12La Célinde est-elle, cependant, une pièce aussi singulière qu’elle le paraît et que son auteur aimerait le faire croire ? Plus exactement, est-elle originale pour les raisons qui viennent d’être évoquées ? Un petit volume publié à Paris en 1622 par la Veuve Ducarroy permet d’en douter. Cet ouvrage contient deux œuvres : une pièce anonyme intitulée Nouvelle tragédie de la perfidie d’Aman, mignon et favory du Roy Assuerus et librement inspirée du Livre d’Esther, suivie d’une Farce plaisante et recreative, tirée d’un des plus gentils esprits de ce temps. Charles Mazouer a établi que cette dernière n’était qu’une version abrégée d’une farce tabarinique publiée en 1624 dans l’Inventaire universel des œuvres16. Or, dans la liste des personnages de cette petite farce, figurent deux noms fameux qui désignent à la fois des types et leurs interprètes : celui de Turlupin et celui de Gros-Guillaume. Il ne manque plus que celui de Gaultier-Garguille. On savait déjà que la fameuse troupe des trois farceurs, si active à Paris durant la seconde moitié des années 1610 et au début des années 162017, associait volontiers, dans une même représentation, une farce et une pièce sérieuse, perpétuant ainsi un usage instauré à l’Hôtel de Bourgogne vers la fin du xvie siècle18. Le volume publié par la veuve Ducarroy en 1622 prouve que cette pièce sérieuse pouvait être à l’occasion une tragédie biblique. Et le fait qu’un libraire ait jugé rentable de publier un tel livre tendrait à prouver qu’une telle association n’avait rien d’exceptionnel sur la scène parisienne.
13De plus, la tragédie biblique précédant la « farce recreative » comporte elle-même un intermède comique destiné à se représenter entre le deuxième et le troisième acte. Composé en alexandrins et parfaitement intégré à l’intrigue de la tragédie, celui-ci met aux prises deux personnages secondaires qui viennent de servir le banquet royal. Happe-Souppe interroge Guingnotrou pour savoir ce que ce dernier a dérobé au cours de son service et l’autre fait de même.
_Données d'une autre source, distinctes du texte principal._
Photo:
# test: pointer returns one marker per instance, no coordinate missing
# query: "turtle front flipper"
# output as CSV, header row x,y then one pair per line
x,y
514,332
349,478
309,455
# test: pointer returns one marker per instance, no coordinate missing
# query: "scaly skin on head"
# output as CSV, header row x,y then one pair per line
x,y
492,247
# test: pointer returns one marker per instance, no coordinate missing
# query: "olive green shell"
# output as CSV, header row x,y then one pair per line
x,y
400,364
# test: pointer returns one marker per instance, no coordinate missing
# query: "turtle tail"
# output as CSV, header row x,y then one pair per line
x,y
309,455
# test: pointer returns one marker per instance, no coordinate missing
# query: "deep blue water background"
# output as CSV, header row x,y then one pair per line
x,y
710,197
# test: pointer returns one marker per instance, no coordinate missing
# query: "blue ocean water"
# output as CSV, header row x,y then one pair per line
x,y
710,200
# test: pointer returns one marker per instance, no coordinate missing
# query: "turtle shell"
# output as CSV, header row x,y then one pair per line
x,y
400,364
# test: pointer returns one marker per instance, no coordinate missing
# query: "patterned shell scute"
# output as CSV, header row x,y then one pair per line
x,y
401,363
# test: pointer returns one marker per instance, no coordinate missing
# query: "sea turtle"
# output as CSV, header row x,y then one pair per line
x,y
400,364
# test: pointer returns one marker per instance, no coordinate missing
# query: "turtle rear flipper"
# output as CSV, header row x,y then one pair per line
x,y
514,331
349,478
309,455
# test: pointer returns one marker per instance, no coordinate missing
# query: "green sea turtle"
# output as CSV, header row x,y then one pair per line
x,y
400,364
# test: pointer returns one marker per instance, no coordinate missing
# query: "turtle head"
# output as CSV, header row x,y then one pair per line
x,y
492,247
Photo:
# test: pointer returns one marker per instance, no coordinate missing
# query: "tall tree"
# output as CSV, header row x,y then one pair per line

L’intermède se termine par la sortie de deux gloutons qui filent vers un coin retiré du palais où ils pourront dévorer le fruit de leurs larcins en toute tranquillité.
14Cette farce et cet intermède comique perpétuent une tradition d’origine médiévale toujours vivante à l’orée du xviie siècle. Les mystères du xve et du xvie siècles conjuguaient en effet volontiers le sacré et le trivial. Ils comportaient nombre de passages plaisants ou burlesques19 et se représentaient souvent, qui plus est, agrémentés d’intermèdes comiques, en général une farce et une sotie20.
15Le volume publié par la veuve Ducarroy montre donc que le public parisien des années 1610 et 1620 était accoutumé, dans une mesure qui resterait évidemment à déterminer, non seulement à l’association du tragique biblique et du farcesque au sein d’une même représentation, mais encore à celle du mystique et du bouffon dans une même pièce sérieuse grâce à une structure à intermèdes.
16Un autre aspect de l’originalité de la Célinde mérite quelques nuances. Il s’agit du véritable coup de foudre éprouvé par Holoferne à la vue de Judith, dans la pièce intérieure, qui a été interprété comme un exemple de contamination du mystique par le galant. En fait, cette réaction du personnage se situe dans le droit fil des rapports institués par La Cour sainte entre les deux héros de l’exemplum biblique. Dans son célèbre traité, le Père Caussin présentait en effet le meurtre du général assyrien comme une victoire de l’amour21 :
Quelle femme de Cour est-ce cy, qui n’y est venue que pour y tirer l’espée ? Sa main a beaucoup fait d’abbatre cent mille hommes en une seule teste : mais l’œil en fit beaucoup plus que la main, ce fut luy le premier qui triompha d’Holoferne, et qui d’un petit rayon de ses flammes brusla toute une armée. O que l’amour eut un magnifique employ dans cette action, et pour dire vray, il consacra ses fléches, iamais il ne fut si innocent dans ses combats, iamais il ne fut si glorieux dans ses triomphes.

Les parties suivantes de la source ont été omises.